Такие люди считают церковность просто какой-то побочной частью своей жизни, приспосабливают Церковь под свои бытовые нужды. Вот я живу, считаю себя православным, потому что я русский, крещеный, мои прадеды так жили, у нас Святая Русь. Поэтому я на Пасху пеку куличи, на Крещение ныряю в прорубь, по телевизору смотрю патриотический православный канал, ношу на себе крест и раз в год прихожу на исповедь. Я крещу ребенка, у ребенка обязательно должна быть мерная икона, ложечка или, как мне недавно показали, православная погремушка – серебряная, с изображением креста. И православие, и христианство становится просто частью моего быта.
Как часто наша церковность зависит от нашего естественного человеческого состояния! Даже самая любимая игрушка надоедает. В конце концов, у человека может испортиться настроение, у него может заболеть живот или зуб. А когда у человека что-то болит, ему уже не до любимых игрушек.
По этой причине пока у человека, для которого Церковь – просто часть быта, все хорошо, он, бывает, увлекается православием. А потом приходит черная полоса – заботы одолели, уныние, тоска, болезни, на работе неприятности, с женой скандалы… И модель мира, которую себе придумал человек и в которой он мнит себя счастливым, дает сбой, не работает. И тогда человек смотрит на христианскую часть своей жизни и думает: «Какая ерунда, чем я вообще занимаюсь, одно и то же, одно и то же, а результата-то нет, вот и опять все плохо, и ни молитва, ни пост, ни причастие не помогают…» На сакраментальный вопрос: «Что мне это дает?» – напрашивается ответ: «Ничего». И Церковь становится снова не нужна.

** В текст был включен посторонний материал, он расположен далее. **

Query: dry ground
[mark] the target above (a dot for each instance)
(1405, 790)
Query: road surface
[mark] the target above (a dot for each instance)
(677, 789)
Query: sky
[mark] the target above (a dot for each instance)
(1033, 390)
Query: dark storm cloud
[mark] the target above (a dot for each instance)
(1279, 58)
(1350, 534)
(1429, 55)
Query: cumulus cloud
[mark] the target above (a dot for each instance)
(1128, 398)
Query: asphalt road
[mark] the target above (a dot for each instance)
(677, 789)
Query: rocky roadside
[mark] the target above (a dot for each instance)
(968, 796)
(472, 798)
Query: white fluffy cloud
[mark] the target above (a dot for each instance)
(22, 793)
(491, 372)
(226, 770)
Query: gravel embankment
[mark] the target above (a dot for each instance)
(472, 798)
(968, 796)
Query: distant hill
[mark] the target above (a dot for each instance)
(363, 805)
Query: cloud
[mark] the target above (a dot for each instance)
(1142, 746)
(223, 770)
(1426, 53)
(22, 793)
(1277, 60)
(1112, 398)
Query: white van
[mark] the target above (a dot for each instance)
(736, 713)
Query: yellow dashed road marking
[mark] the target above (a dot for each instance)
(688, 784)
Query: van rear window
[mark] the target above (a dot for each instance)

А во-вторых, бывает и такой перекос, когда человек слишком много придает значения церковности, как правило, внешней, не понимая, что церковность может быть основой жизни, но не заменой жизни. Особенно это свойственно людям, которые недавно в Церкви.
Выкинули телевизор – поставил иконостас, был хипарем – феньку снял, намотал четки и так далее. У меня тоже такое было. Когда я крестился, то, помнится, не одну коробку с книгами вынес на помойку под причитания и крики жены, которая помнит, как я на эти книги тратил деньги семьи (потом прошли годы, и я бы хотел найти эту помойку, вернуть часть книг, среди которых было много полезных…).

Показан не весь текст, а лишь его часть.